Pour les élèves mais pour nous aussi, on s’est approprié l’école. »

Dans cette école, la force du collectif est très importante ; elle ne se situe pas uniquement au niveau des enseignants de mêmes niveaux de classe, ou entre quelques enseignants de l’école. Les huit enseignants de l’école sont dans cette dynamique collective

Dans le discours des enseignants, une autre limite au fonctionnement d’une co-élaboration entre les enseignants apparaît. En effet la force de ce collectif peut rendre les enseignants moins attentifs aux besoins des élèves de la classe. Les élèves sont pris en compte de façon différenciée lors de la conception des séances : le collectif enseignant permet une organisation de l’apprentissage plus adaptée à chacun des élèves (E13, E14).

Par contre, pour réajuster le déroulement des séquences d’apprentissage, les enseignants travaillant en co-élaboration réajustent moins en fonction des élèves de leur classe. Ils attendent de faire un constat partagé sur chacune de leur classe pour réajuster le déroulement des séances.

Parfois le désir des enseignants de maintenir un rythme identique entre leurs différentes classes semble les conduire à moins prendre en compte l’intérêt des enfants dans leur classe.

Lorsque moi, l’année dernière travaillant seule, parfois je prends des libertés avec ma progression, je vais mettre ça de côté, je vais m’assurer qu’une notion est bien comprise par ce groupe d’élèves, Ce qui n’empêche pas de prendre des libertés avec la progression mais en en discutant collectivement.

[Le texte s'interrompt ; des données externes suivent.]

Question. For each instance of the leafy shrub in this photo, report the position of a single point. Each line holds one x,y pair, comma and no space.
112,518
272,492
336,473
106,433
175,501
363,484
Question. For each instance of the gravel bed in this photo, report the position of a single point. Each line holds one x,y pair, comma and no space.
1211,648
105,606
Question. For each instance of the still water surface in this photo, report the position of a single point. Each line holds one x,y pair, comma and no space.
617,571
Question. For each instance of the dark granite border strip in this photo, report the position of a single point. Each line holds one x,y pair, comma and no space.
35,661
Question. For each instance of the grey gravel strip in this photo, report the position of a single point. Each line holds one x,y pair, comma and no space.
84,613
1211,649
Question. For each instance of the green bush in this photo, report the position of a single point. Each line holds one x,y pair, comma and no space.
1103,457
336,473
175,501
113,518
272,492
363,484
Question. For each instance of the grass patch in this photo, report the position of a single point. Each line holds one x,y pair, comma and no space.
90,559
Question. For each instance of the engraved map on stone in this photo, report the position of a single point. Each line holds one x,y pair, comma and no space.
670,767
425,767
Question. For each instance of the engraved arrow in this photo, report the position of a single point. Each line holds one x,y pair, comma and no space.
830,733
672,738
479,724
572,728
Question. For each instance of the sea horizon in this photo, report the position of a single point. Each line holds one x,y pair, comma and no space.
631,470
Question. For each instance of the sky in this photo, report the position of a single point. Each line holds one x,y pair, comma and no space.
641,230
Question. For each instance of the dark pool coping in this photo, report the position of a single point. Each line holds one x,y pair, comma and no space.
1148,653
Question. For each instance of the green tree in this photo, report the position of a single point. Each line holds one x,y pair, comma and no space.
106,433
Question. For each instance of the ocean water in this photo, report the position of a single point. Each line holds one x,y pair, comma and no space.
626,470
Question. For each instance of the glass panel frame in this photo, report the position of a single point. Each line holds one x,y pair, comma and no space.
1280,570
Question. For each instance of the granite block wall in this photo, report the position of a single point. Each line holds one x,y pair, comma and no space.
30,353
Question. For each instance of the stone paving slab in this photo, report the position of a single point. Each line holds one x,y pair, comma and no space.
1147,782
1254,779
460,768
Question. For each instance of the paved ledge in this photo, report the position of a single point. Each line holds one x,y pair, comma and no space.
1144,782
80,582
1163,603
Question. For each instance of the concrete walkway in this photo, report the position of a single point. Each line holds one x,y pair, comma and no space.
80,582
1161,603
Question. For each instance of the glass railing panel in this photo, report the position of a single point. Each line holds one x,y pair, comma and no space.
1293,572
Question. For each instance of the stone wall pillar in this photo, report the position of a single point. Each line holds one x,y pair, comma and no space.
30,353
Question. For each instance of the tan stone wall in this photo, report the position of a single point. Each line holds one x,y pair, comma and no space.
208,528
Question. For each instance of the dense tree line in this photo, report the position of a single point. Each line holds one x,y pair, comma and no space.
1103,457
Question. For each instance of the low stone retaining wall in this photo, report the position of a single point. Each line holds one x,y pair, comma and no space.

Là ils n’ont pas du tout compris ça, on stop. Par exemple là on a fait le choix, ce n’était pas prévu, mais là les 15 derniers jours on stoppe, on ne fait rien de nouveau, on fait que des révisions car ils sont fatigués, et cela c’était pas prévu en septembre. Mais c’est un constat que l’on a fait dans les trois classes, on était d’accord. (E13)

Car moi au début, j’avais 2 groupes de lecture, on en a parlé et on a fait trois groupes après on a commencé en faisant des groupes hétérogènes puis des groupes homogènes, 2 groupes, puis 3. Voilà on affine au fur et à mesure. (E14).

Nos deux collègues de CE1 préparent leurs semaines ensemble. Elles font les mêmes séances aux mêmes moments. Ça je ne peux pas le faire.

Q/ vous pensez que vous perdriez la latitude de changement ?

Oui et surtout je ne serais pas moi, je me sentirais contrainte et j’ai pas envie de me sentir contrainte. J’ai besoin de liberté et puis de sentir que, chaque classe est différente, sentir comment les élèves peuvent ressentir. (E22)

Nous avons vu dans cette partie de notre thèse que les relations interpersonnelles mises en place au niveau de l’école entre les enseignants sont un facteur important d’enclenchement de modifications de leurs pratiques professionnelles. Cette modalité de travail appartient au quotidien de l’enseignant, ce qui contribue également à la rendre importante, car elle apparaît récurrente.

Nous allons maintenant analyser un autre type de relations interpersonnelles permettant à l’enseignant de modifier ses pratiques mais qui ne s’inscrit pas dans le quotidien de l’enseignant : le travail de l’inspecteur. Cette modalité de relations interpersonnelles est opposée à celle du collectif enseignant en termes de fréquence. En

effet, si le collectif enseignant est présent tous les jours dans l’environnement professionnel de l’enseignant, les interventions de l’inspecteur, extérieur à l’école – via l’inspection ou la formation – restent rares, d’une fois tous les trois à cinq ans pour les inspections et d’une à trois fois par an pour les formations, selon les modalités de mise en œuvre. Pourtant, dans l’analyse du processus des changements de pratique, nous avons fait le constat que l’inspecteur pouvait avoir un véritable impact sur le processus de construction de connaissances professionnelles.